A maior parte destes alimentos inundam as prateleiras da distribuição alimentar e são igualmente tentadoras para todos os que apenas querem tornar a sua alimentação mais saudável.

Alimentos light: têm menos 30% das calorias do alimento original.

Para esta redução pode haver substituição de um ou mais nutrientes, nomeadamente açúcar e/ou gordura. Podem ser uma boa opção para incluir um determinado alimento de consumo diário procurando eliminar o consumo de açúcar e de gordura.

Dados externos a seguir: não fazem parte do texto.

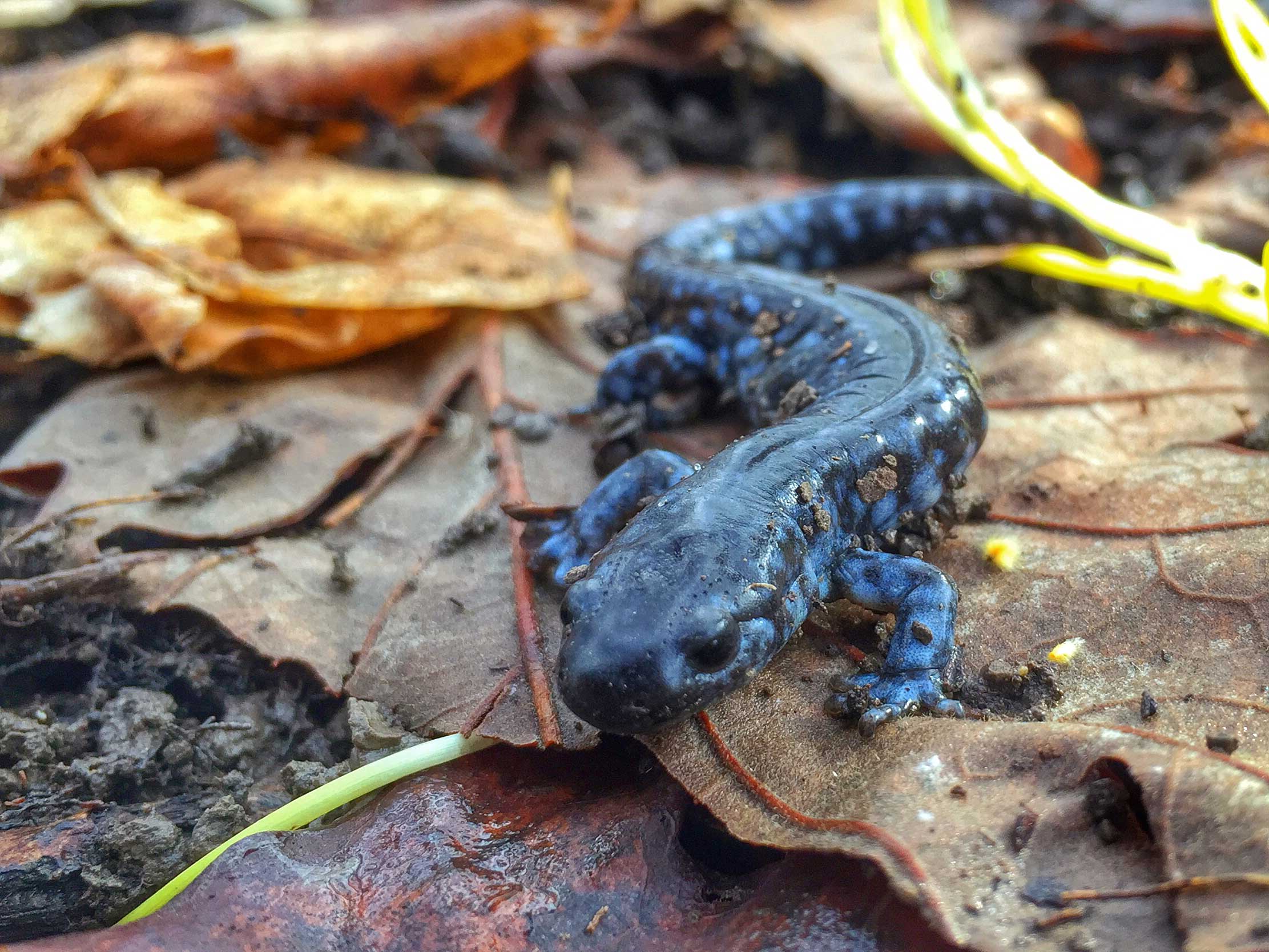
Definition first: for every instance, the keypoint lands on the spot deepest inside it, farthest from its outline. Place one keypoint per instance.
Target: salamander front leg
(560, 545)
(924, 602)
(665, 375)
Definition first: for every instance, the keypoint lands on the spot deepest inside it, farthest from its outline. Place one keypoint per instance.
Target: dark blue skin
(687, 580)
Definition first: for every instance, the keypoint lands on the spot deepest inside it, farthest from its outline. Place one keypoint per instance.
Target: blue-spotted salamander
(684, 580)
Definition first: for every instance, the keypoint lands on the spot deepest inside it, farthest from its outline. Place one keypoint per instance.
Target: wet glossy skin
(867, 414)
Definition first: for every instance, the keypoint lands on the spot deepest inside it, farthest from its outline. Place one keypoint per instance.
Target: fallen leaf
(42, 245)
(517, 851)
(362, 259)
(79, 324)
(46, 13)
(975, 819)
(453, 630)
(162, 100)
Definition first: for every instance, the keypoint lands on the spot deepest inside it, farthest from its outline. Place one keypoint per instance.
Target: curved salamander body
(868, 413)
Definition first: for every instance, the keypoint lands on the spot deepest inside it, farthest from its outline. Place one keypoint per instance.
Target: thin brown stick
(177, 586)
(1191, 882)
(482, 710)
(489, 371)
(402, 452)
(156, 495)
(551, 332)
(1118, 397)
(1126, 531)
(78, 580)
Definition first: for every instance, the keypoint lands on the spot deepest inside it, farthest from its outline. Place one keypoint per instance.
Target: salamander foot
(889, 696)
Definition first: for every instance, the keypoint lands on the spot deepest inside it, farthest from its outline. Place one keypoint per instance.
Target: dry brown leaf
(46, 13)
(42, 245)
(504, 851)
(163, 100)
(423, 241)
(191, 332)
(374, 258)
(80, 324)
(448, 642)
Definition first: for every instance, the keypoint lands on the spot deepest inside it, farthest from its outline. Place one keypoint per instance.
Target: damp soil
(143, 740)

O queijo tipo flamengo light é um bom exemplo de um alimento consumido regularmente, a versão original pode ter até 60% de matéria gorda, enquanto a versão tradicional apenas 30% (ou seja 30g em 100g de queijo).

Os sumos e refrigerantes light são uma boa opção para os consumidores deste tipo de bebidas uma vez que a sua versão original tem um elevado teor de açúcar e calorias a mais para o fim nutricional que têm. Habitualmente, os açúcares são substituídos por edulcorantes como o aspartame. Embora as duvidas sobre a utilização destes aditivos sejam muitas, especificamente no caso do aspartame é o aditivo mais utilizado em todos os géneros alimentícios e até hoje nunca foram fundamentados efeitos tóxicos, excepto claro nas típicas mensagens de correio electrónico alarmistas.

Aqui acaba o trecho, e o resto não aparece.